[MUD-Dev] Virtual machine design
Chris Gray
cg at ami-cg.GraySage.Edmonton.AB.CA
Sat Apr 17 10:21:21 CEST 1999
[Ben Greear:]
>4) I think it would be pretty cool to implement such a system, just for the
>sake of coding it up, but I don't see the practical benefits. Please
>enlighten me! :)
My reasons aren't before-the-fact reasons, but are advantages noted after
it had been accomplished. I was working on interpreters when the idea of
putting a MUD around one came up.
- if your MUD is disk-based rather than memory based, you need accessor
functions to get at things. When you are planning on thousands of
lines of code, its tedious and error prone to have to write those
calls all over the place. Having an in-MUD language means that the
code can be visually simpler, and the compiler takes care of all of
the details. C++ users might be able to cleanly hide all of that
stuff, but that wasn't an option for me.
- MUD languages often have security considerations, such as doing things
on function entry. Having an in-MUD language makes this automatic,
rather than manual.
- the datatypes that are useful for MUDs are often not directly present
in implementation languages. E.g. flexible arrays with full bounds
checking, a seamless string type, etc. Many of the things that, say,
C++ has, you likely want your MUD programmers to *not* have access
to, like pointers. Or maybe Java's networking and file I/O functions.

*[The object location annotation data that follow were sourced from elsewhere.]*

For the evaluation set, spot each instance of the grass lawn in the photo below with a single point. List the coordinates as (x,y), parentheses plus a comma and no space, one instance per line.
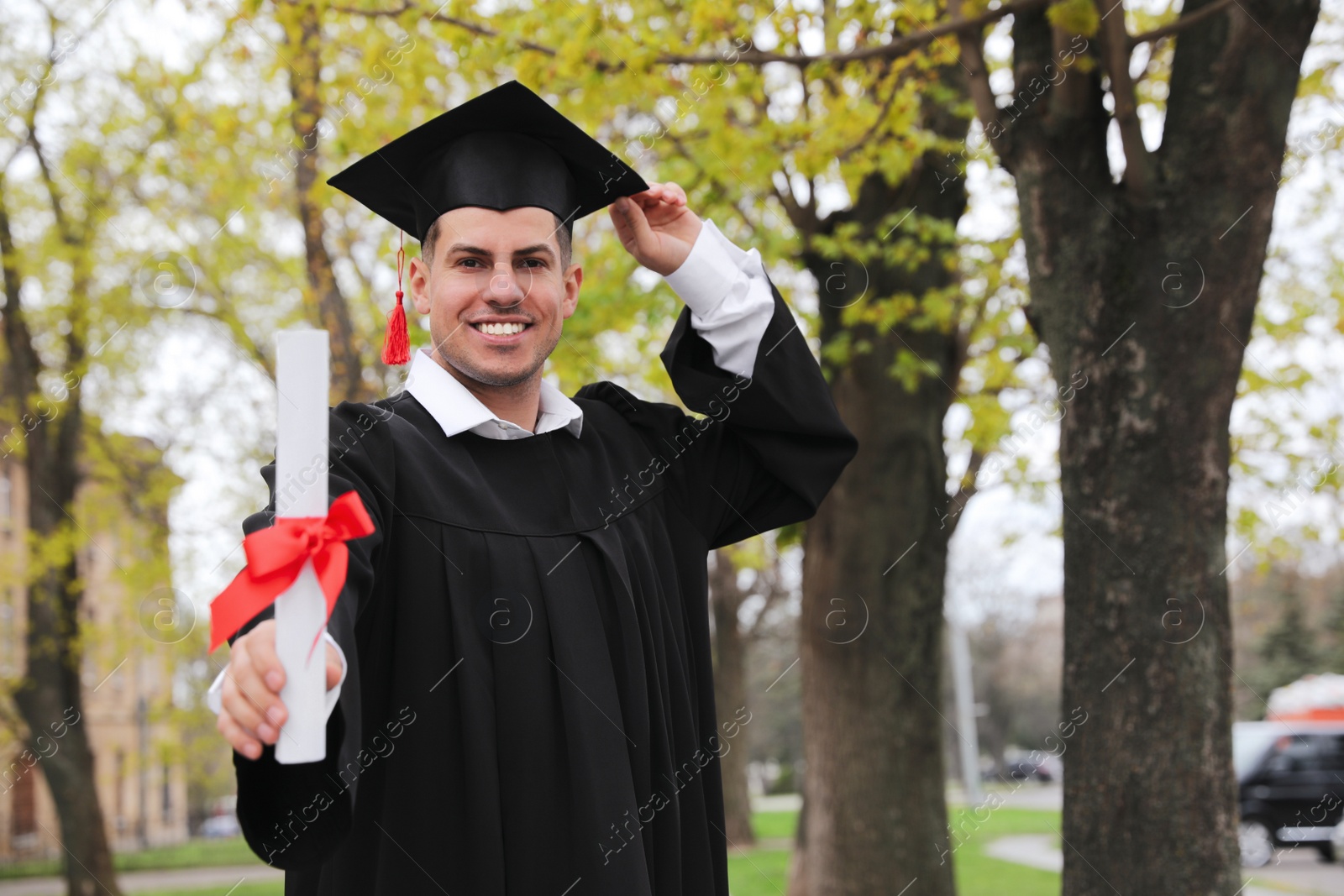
(761,872)
(197,853)
(765,872)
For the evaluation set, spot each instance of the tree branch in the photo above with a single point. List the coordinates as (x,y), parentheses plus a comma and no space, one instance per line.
(893,50)
(1117,49)
(971,42)
(1182,23)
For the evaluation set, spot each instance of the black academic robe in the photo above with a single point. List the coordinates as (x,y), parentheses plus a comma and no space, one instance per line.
(528,707)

- with an in-MUD language, it is often possible to modify things while
the MUD is up and running. That is much trickier if you are using
normal compiled code, on a function-by-function basis.

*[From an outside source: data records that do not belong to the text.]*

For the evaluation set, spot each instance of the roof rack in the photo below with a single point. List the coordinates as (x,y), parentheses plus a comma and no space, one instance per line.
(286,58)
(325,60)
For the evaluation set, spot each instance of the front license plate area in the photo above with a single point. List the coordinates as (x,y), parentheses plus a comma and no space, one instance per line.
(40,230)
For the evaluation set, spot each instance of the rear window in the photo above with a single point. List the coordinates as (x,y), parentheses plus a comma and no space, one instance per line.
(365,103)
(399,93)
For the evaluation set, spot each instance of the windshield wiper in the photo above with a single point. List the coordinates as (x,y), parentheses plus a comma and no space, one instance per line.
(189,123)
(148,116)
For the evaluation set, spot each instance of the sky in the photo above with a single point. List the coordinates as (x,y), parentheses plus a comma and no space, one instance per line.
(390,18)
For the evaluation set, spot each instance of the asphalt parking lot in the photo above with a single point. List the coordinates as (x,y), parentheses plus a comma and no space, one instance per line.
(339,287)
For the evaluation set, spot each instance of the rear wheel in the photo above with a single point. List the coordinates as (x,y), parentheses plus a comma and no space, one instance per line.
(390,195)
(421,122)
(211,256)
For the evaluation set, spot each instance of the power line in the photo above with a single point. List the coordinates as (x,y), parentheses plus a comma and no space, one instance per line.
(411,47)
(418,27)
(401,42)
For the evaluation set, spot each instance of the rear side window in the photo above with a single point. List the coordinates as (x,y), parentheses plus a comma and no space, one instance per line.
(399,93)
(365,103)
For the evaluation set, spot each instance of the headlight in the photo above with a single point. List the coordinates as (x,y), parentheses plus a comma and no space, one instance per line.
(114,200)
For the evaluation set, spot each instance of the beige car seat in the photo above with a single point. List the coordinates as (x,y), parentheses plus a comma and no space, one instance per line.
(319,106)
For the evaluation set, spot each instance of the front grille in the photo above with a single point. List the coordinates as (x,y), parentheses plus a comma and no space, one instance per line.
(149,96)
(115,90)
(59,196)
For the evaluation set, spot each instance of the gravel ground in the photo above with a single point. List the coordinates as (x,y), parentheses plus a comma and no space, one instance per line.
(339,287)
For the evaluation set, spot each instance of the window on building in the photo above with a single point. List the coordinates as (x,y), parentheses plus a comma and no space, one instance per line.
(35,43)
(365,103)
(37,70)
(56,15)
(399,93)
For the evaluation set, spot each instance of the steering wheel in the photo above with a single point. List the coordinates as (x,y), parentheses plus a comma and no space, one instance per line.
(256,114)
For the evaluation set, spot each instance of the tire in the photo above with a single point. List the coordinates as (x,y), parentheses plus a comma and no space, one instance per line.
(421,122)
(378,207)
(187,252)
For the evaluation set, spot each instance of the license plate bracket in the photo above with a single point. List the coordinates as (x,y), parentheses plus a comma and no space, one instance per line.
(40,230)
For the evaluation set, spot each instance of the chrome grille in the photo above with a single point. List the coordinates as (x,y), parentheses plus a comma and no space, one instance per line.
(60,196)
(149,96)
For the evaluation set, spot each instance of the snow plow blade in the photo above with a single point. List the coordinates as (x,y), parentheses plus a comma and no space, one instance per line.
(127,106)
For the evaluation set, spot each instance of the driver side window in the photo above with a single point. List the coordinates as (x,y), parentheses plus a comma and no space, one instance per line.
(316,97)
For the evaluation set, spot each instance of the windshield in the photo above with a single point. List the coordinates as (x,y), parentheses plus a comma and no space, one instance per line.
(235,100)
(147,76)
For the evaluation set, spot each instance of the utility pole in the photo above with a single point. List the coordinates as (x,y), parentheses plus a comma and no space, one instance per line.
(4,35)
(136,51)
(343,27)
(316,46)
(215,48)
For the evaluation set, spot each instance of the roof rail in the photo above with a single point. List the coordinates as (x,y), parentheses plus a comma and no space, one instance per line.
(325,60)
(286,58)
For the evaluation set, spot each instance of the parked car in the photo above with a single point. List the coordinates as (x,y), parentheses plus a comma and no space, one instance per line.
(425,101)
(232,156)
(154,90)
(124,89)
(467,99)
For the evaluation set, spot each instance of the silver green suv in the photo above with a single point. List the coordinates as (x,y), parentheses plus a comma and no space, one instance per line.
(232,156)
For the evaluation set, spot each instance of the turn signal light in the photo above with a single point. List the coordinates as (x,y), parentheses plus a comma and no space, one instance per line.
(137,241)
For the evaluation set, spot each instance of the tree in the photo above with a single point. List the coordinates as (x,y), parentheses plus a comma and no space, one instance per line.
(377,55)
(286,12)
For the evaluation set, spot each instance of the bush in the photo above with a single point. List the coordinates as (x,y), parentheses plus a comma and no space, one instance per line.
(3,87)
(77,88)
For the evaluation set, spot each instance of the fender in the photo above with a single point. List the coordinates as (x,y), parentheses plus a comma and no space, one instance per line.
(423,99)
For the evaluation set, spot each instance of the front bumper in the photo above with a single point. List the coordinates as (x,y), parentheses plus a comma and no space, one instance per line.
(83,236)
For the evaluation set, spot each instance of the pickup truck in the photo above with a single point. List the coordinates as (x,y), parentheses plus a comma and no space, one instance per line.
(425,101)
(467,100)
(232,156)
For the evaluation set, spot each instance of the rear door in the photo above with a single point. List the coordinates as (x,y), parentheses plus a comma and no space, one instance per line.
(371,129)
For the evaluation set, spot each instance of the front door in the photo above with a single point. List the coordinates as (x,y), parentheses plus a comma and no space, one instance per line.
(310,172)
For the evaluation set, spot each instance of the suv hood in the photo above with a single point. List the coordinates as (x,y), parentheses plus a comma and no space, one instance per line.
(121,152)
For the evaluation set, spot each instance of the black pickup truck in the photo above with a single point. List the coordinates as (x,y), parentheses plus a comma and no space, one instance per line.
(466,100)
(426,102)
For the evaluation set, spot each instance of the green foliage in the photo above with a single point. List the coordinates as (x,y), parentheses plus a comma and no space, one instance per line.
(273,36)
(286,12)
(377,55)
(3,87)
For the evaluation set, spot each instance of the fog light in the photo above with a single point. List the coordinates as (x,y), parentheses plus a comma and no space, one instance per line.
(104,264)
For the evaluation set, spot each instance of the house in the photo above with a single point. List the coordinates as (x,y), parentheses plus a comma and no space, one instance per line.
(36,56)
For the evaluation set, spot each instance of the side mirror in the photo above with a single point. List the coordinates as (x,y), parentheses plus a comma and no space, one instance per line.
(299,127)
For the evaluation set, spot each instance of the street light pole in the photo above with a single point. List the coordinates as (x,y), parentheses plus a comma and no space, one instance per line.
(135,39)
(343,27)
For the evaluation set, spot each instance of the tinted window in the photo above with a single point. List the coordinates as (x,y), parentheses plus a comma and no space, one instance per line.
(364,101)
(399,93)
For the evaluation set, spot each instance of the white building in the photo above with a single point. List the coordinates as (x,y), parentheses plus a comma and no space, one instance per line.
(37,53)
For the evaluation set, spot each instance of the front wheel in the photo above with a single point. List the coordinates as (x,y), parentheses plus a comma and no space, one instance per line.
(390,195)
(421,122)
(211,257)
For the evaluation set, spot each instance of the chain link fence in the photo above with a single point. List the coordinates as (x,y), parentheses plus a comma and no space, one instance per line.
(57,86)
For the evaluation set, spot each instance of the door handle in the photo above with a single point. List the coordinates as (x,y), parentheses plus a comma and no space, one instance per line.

- although I'm a fan of strongly typed languages (compiler, please help
me get this right...), there are cases when run-time type checking
is valuable - that requires entire additional frameworks of stuff
if done in traditional compiled languages.

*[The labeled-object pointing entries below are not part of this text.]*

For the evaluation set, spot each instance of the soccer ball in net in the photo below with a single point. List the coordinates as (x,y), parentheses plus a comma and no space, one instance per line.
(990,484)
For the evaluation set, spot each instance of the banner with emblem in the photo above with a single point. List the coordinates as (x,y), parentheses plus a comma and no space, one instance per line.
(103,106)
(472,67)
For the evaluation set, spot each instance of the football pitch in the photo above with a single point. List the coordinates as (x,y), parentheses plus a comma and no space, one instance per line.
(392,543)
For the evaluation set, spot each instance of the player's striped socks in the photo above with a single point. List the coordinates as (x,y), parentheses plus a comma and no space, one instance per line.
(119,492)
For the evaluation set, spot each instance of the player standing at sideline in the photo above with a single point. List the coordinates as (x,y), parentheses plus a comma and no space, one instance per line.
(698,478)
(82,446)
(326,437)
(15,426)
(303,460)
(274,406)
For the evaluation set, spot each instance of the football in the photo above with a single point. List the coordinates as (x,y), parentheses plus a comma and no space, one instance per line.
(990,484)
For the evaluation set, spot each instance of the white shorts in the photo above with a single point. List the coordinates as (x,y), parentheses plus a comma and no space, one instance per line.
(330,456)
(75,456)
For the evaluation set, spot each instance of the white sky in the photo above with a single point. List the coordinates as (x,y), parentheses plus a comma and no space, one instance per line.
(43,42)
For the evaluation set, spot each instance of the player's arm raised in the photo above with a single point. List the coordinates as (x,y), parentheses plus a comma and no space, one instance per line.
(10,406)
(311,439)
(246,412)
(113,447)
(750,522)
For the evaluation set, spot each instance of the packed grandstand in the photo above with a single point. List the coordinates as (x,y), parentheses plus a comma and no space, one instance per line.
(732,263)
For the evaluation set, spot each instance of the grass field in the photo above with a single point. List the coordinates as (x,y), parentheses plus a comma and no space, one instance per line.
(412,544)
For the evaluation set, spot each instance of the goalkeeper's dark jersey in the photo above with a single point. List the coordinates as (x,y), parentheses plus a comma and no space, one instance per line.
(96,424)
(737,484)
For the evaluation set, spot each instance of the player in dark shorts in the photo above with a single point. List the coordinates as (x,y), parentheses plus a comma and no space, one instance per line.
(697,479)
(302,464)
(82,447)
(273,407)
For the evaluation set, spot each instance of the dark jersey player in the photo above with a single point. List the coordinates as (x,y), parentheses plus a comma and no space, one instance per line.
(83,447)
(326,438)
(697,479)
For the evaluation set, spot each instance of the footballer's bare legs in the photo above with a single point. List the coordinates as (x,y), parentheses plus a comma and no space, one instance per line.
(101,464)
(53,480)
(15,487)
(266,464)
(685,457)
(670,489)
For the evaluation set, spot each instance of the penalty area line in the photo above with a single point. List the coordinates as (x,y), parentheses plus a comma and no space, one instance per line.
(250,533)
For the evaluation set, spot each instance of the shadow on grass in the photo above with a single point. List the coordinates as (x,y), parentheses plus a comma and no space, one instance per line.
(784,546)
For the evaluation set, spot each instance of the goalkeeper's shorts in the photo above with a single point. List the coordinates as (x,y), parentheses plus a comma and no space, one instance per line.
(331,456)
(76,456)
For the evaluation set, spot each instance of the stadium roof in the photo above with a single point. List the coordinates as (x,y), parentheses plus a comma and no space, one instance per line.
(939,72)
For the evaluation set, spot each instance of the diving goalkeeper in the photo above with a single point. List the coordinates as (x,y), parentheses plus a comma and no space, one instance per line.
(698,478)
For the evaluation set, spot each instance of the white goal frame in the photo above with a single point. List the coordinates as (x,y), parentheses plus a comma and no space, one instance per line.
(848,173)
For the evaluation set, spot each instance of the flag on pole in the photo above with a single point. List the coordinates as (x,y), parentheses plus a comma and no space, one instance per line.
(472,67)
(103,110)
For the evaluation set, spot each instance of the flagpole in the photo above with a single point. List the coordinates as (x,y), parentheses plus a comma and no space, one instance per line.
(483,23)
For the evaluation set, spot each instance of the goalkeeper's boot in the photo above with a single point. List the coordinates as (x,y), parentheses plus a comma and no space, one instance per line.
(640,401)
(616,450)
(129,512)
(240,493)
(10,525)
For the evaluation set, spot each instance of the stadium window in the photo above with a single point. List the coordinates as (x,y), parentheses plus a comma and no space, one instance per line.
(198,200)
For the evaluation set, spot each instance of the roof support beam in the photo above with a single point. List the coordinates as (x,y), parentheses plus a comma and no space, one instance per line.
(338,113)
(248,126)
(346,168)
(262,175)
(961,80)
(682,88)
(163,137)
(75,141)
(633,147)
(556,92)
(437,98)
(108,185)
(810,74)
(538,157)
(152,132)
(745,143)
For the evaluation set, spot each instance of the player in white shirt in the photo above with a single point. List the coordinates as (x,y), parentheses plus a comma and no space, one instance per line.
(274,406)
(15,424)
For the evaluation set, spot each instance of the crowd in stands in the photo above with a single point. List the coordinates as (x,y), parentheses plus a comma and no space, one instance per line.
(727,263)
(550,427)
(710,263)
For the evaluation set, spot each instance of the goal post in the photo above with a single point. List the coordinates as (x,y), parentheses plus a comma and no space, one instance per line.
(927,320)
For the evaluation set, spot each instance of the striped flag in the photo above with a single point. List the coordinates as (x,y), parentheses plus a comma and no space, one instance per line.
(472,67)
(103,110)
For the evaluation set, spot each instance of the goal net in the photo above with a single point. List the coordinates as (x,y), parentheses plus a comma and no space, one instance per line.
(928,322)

- I wanted an inheritance model that inherits values, not structure. That
doesn't work if the implemenation language does inheritance of
structure, like C++ and Java do.
- C syntax, and hence C++ and mostly Java syntax, well sucks. I'd rather
have something cleaner to present to beginner programmers.
There are likely more, but that's all that come to mind at the moment.
--
Don't design inefficiency in - it'll happen in the implementation.